Forty-something years ago we believed with all our hearts that simple was better. That a single potentiometer in the signal path was the cleanest, purest, best sounding preamplifier anyone could build. Today, we've come to understand it was close, yet no cigar.
Rarely are things as simple as we would like them to be. We're happiest when an issue, problem, or thought can be tick-and-tied neatly with a bow and set on the shelf as fact so we can move on to the next problem. It's rarely that simple.
It's true a simple signal path is cleaner and has a better chance at purity than a many-stage device. Take our single potentiometer idea as an example. When Stan and I first started building products in 1974, we made a high-end phono stage. To test that product we tacked a single high-quality potentiometer onto the input of an amplifier. This was the cleanest way we knew to hear our phono stage without the encumbrance of another line stage of a preamp. It worked well because we were able to marry the pot and amp together without connecting cables.

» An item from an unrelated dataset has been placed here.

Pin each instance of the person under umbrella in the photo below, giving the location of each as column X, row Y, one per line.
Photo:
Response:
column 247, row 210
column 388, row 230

When we tried to extend that logic to a product—a pots-in-a-box preamp with an input selector switch and output cables and connectors—things started turning sour. The sound remained pure but music's impact, bass, and authority was lost. To fix the problem we needed to add a transparent, active buffer, something we didn't know how to build back then.
Four decades later the buffer is an easy build and the increased number of parts in that short signal path make for better sound.
Simple isn't always better, but it's a great place to start.